Key parameters
MSLP
The polar low is usually seen as a closed low of some 5 to 20 hPa lower center pressure than the surroundings. In some cases, if the large scale gradient is strong, the low may only be an open trough in the MSLP. The cold air outbreak is also best seen in the MSLP, as it gives information on the origin and the flow of the air mass. For the air mass to be sufficiently cooled, it needs to spend some time over cold surface, hence a rather long trajectory above the cold surface is needed.
T500 and sea surface temperature (SST)
The deep convection associated with a polar low is to a large extent fuelled by the heat absorbed from the underlying sea surface, which is directly dependent on difference between the air temperature at the surface and the SST and maintained at a high level where the air is advected over areas with a steep positive gradient in the SST. Polar lows tend to form when the static instability reaches above 500 hPa, i.e in areas with relatively low values of T500. The difference between the SST and the T500 has proven to be a crude but most effective indicator for deep static instability over sea surface, and corresponds well with areas with either polar lows or deep convection. When taken vertically within a gridpoint, 40°C is a good threshold value for the triggering of Polar Low development. Historically, when the forecasted location of the cold cores were less precise, the maximum value within the cold air outbreak as a whole was used, and a value of 43 to 44°C is frequently referred to as a threshold value. Studies at MET-Norway have shown that polar lows form in about 25% of the times when this threshold is exceeded.
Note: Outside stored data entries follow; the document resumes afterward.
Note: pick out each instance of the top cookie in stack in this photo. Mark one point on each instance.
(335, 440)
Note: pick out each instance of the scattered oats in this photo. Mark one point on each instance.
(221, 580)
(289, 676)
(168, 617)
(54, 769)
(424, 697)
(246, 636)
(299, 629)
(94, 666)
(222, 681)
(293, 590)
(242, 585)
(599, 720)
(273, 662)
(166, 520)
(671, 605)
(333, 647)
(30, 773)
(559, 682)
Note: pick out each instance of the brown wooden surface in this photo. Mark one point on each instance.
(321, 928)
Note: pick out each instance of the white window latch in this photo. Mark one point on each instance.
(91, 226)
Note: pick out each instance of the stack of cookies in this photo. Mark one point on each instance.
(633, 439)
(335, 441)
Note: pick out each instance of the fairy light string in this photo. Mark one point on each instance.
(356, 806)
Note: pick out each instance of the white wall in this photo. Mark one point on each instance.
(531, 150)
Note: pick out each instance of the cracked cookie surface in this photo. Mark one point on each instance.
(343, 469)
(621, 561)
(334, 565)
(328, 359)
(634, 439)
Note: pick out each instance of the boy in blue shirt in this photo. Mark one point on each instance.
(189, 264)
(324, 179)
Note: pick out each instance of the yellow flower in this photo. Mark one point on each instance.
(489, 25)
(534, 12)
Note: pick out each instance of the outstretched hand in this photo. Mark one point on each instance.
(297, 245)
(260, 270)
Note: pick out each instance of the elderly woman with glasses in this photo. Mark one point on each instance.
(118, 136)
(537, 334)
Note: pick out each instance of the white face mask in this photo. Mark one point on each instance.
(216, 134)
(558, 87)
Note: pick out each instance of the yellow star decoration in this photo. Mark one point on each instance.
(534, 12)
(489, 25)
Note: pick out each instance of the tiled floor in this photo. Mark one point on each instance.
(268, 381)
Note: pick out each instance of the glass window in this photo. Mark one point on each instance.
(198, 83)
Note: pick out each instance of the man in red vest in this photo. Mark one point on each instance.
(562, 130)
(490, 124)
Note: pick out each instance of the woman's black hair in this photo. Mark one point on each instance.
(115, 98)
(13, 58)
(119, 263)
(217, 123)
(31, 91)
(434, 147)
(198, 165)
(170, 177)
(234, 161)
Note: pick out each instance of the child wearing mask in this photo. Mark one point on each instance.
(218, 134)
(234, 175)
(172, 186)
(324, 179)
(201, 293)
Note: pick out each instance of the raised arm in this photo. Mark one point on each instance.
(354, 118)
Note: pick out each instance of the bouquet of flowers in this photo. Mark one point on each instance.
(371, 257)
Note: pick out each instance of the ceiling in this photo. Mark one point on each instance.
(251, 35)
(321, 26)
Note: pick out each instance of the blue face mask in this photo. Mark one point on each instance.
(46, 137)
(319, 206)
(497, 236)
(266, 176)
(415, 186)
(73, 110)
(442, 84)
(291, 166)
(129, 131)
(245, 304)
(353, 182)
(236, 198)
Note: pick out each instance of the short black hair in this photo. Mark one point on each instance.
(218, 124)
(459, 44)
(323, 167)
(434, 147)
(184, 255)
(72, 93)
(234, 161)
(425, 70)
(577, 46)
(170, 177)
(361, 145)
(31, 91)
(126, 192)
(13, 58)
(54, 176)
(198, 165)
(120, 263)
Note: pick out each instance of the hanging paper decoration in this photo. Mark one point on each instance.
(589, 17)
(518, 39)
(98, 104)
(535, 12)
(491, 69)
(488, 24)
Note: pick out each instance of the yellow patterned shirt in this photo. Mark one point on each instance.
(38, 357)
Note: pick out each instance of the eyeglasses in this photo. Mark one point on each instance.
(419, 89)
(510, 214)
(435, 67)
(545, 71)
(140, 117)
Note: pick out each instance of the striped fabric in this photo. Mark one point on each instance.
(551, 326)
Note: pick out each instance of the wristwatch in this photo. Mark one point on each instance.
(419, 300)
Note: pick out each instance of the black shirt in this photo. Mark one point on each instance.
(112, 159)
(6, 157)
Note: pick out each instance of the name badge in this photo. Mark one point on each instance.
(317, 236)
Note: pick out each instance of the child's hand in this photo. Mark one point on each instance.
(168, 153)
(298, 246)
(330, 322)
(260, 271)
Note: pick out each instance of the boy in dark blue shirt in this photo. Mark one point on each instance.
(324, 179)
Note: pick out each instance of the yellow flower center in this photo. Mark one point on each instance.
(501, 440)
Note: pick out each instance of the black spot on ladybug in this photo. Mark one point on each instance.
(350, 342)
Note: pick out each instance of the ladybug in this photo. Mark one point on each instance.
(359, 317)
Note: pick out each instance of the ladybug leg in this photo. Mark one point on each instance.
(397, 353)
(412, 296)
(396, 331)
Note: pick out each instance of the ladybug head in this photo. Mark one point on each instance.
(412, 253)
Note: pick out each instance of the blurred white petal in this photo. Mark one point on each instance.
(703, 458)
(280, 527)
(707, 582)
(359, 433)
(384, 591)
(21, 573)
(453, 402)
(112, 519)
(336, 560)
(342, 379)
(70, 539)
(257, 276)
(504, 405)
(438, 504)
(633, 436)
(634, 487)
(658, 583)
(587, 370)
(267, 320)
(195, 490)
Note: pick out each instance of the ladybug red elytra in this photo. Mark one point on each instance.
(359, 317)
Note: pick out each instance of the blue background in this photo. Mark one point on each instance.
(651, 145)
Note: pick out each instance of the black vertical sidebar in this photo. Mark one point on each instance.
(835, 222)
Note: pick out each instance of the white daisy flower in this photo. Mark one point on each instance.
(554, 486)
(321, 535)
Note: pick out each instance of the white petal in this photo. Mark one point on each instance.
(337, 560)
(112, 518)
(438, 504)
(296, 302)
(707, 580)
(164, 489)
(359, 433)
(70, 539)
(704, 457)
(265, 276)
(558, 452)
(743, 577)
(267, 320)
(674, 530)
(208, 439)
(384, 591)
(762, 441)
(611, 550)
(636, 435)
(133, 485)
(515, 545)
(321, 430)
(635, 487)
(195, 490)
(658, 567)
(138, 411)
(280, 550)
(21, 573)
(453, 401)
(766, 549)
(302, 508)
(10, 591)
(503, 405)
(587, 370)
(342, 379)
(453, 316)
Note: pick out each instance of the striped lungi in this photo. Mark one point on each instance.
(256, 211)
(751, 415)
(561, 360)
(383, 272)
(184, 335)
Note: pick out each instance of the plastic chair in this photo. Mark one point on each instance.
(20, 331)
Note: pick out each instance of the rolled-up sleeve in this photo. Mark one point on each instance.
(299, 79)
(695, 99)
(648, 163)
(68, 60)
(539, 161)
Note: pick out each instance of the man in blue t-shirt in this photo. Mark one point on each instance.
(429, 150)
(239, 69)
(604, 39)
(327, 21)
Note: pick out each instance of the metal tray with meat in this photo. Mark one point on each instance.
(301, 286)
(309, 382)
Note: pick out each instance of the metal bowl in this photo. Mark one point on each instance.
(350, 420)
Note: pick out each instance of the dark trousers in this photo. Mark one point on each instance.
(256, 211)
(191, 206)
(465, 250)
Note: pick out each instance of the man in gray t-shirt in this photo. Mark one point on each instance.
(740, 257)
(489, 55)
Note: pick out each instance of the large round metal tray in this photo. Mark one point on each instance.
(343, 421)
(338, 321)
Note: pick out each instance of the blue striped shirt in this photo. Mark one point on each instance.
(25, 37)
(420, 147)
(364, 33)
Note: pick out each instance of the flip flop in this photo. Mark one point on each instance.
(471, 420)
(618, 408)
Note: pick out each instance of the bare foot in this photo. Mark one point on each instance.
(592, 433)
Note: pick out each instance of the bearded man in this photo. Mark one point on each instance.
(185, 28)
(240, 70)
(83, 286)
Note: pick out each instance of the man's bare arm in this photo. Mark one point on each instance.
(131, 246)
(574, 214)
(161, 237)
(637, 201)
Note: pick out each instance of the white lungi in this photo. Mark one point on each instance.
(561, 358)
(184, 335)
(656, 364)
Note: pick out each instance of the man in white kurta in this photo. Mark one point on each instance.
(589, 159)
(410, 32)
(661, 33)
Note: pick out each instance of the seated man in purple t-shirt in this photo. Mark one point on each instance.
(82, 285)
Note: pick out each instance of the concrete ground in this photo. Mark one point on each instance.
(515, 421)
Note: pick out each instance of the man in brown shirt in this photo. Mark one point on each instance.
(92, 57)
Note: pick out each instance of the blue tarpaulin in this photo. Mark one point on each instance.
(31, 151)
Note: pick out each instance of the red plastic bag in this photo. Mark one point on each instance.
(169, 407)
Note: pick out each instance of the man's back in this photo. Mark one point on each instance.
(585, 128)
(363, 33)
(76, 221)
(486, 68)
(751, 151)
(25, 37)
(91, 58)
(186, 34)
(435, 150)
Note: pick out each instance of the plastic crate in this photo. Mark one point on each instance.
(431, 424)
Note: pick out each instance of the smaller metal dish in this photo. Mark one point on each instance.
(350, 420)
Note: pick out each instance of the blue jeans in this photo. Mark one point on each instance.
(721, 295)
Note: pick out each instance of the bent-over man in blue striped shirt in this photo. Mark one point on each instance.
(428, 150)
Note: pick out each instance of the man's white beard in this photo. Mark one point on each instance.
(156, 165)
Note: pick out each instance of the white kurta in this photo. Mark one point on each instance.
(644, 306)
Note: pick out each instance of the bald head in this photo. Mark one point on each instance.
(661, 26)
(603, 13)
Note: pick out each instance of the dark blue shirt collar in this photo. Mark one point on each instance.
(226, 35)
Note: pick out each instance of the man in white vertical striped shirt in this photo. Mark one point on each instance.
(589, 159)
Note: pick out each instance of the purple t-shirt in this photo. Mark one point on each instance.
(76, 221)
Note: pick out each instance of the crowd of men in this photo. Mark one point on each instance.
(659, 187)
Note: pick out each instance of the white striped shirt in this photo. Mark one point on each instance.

Z500 and positive relative vorticity advection (PVA)
An upper trough, often seen in the Z500 is often superimposed over the area of an initial Polar Low. In direct shear situations the trough is slightly behind the developing low. In a reversed shear case the upper low is slightly ahead. Statistical analysis shows the highest value of PVA normally occurs in the developing phase and gradually decreases in the following phases. Finally in the decaying phase the value is almost zero or may even be negative. Generally, deep convection tends to develop over several hours or days as it absorbs heat from the underlying rather cool surface. It is therefore more efficient for polar low formation with a shallow upper trough that is slow moving and has low values of PVA than a fast moving trough with high PVA. The latter case only acts over a brief time, and will therefore only give a marginal enhancement of the instability in the air column.
10m wind
A part of the definition of polar lows is a requirement of 10m wind of 'near gale' Beaufort 7 (> 13,8 m/s) or higher. This is a weak criterion since many similar phenomena give higher winds than this, so near gale force winds does not necessarily make a polar low. Nevertheless the 10m wind is an important aspect of the assessment of polar lows. The strongest winds are normally to be found at the position where the relative motion of the polar low is in the same direction as the actual wind, in other words on the western side of the low.
Cloudiness or 1h precipitation
The convection in a polar low is oriented as cloud bands, spiralling out from the center in a typical cyclone shape, seen in both satellite imagery and radar. The precipitation produced by the convection shows up similarly and gives an easily recognizable pattern in prognostic fields for e.g. 1hr precipitation.
Equivalent potential temperature θe
In most cases a Polar Low develops on a secondary shallow baroclinic zone in a marine cold air outbreak. This zone can be best visualised using the equivalent potential temperature θe contours at 850 hPa, showing the fronts and the gradients between warm and humid or cold and dry air masses.
Vertical Motion (Omega) 850 hPa
Because of unstable conditions and upper level forcing mechanisms, vigorous ascending motion could develop. As a result of a low tropopause, the ascending motion is present in a relatively shallow layer, making omega at 850 hPa more indicative than omega at 500 hPa.
During the development phase the enhanced cloud band is characterized by a negative omega with a relative minimum at the position of the developing Polar Low. This minimum expands and finally, in the mature stage, a cut-off minimum is present surrounded by a band of descending air with positive omega values.
Other indexes
The K-index is mostly used for summer convection, but can also be used for winter conditions, but then with slightly lower values, typically 15 to 20.
The Showalter Index (SI) and the Lifted Index (LI) take the difference between T500 and the parcel temperature at 850 and 925 hPa respectively. The Total-Totals (TTI) is similar to the SI, but considers also moisture at 850 hPa: TTI = (T850-T500)+(Td850-T500). However none of these consider the important aspect of transfer of heat from the sea surface as indicated by the SST, and are generally less used than the SST-T500 described above in the context of polar lows.
The Boyden index is given by BI = DZ(1000-700) + Td850 - 200, where the first part is the thickness below 700 hPa and the last part is a scaling to give the BI values between 90 and 100. The Boyden index is useful for considering convection, but it gives no information about conditions above 700 hPa. Hence it tends to give a rather flat field in areas with deep convection where the tops are typically well above this level.